The next morning we stopped at the sewage dump to empty our sewage before we hit the road. Mark did the honors, spilt a bit of sewage on himself, but otherwise everything went smoothly. Life was good. Mark took the wheel again with Springstein blaring on the stereo and wanderlust in our hearts we were on our way to adventure and showing our daughter this great country of ours. As we drove and watched the scenery the one thing that sticks out mostly in my mind was the miles and miles of sunflowers on both sides of the highway. I felt like I was Dorothy on The Wizard of Oz. Sunflowers as far as the eye could see. But wait. Was there an idiot in The Wizard of Oz? If only I had a brain. Oh yeah, the scarecrow. It only goes to prove that every great story has its idiot, or is it every idiot has a great story?
We drove through the day and late into the night. I think it was about midnight when we started looking for another RV park. At about 1:30 we pulled into our campground and started setting up the RV. Mark did his duty of hooking up the toilet while I fixed us a snack, and Riva took the dogs out. After we ate I started making the table into a bed. I wasn’t strong enough to pull the pole out by myself, it seemed to be stuck. Mark came to help and he was having a hard time with it too. Riva and I watched in horror as Mark bent over the pole, his forehead aligned with it, while he grunted and pulled with all his might. Just as the words of warning were coming out of my mouth, the pole flew out and hit Mark smack between the eyebrows. He screamed in pain as he held his forehead, blood dripping down his face. Riva started crying for fear that her daddy might be hurt badly.
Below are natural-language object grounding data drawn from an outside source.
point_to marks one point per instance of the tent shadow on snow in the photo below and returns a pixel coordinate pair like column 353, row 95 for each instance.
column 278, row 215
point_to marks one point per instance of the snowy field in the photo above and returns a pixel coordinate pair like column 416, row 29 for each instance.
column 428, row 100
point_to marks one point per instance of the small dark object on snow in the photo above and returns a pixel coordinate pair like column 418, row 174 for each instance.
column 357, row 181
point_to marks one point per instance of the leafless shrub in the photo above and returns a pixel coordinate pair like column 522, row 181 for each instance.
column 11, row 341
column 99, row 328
I asked Mark if he was okay as I packed a towel with ice to press against his head. He immediately took the ice pack and held it on his forehead without letting me look at it. I had to cuss and swear at him while Riva screamed at him because he would not let me look at it. We finally scared him into believing he might need stitched because of all the blood. Reluctantly he let me look at it. As I cleaned off the blood a small gash appeared right in the middle of his forehead. I couldn’t help but laugh because the skin around the gash was swollen and the gash itself began to take the shape of a butt crack. I laughed and laughed and told him that now he was a real butthead. Riva couldn’t take it anymore; she had to get a good look at what I was laughing at. We both laughed so hard we were in tears. I know I shouldn’t have laughed, my husband whom I love dearly was hurt and in pain, but he had a tiny little butt in the middle of his forehead, and it looked like a real butt! Mark finally had to see what we were laughing at; he proceeded to the bathroom mirror. As he turned around I could see the smirk on his face. He was still in pain but even he couldn’t stop from laughing at his butthead. Relieved that he wasn’t hurt badly, I put a band-aid on his boo-boo and we all went to bed tired but laughing. The next morning Mark’s little butthead swelled up to big butthead, leaving us in tears and laughter all over again.
Before I sat down to write this article I had to go take a good look at Mark’s forehead to see if I could still detect the butt between his eyebrows. I am happy to report that it is well healed and has turned to a tiny scar that is unnoticeable unless you look very closely.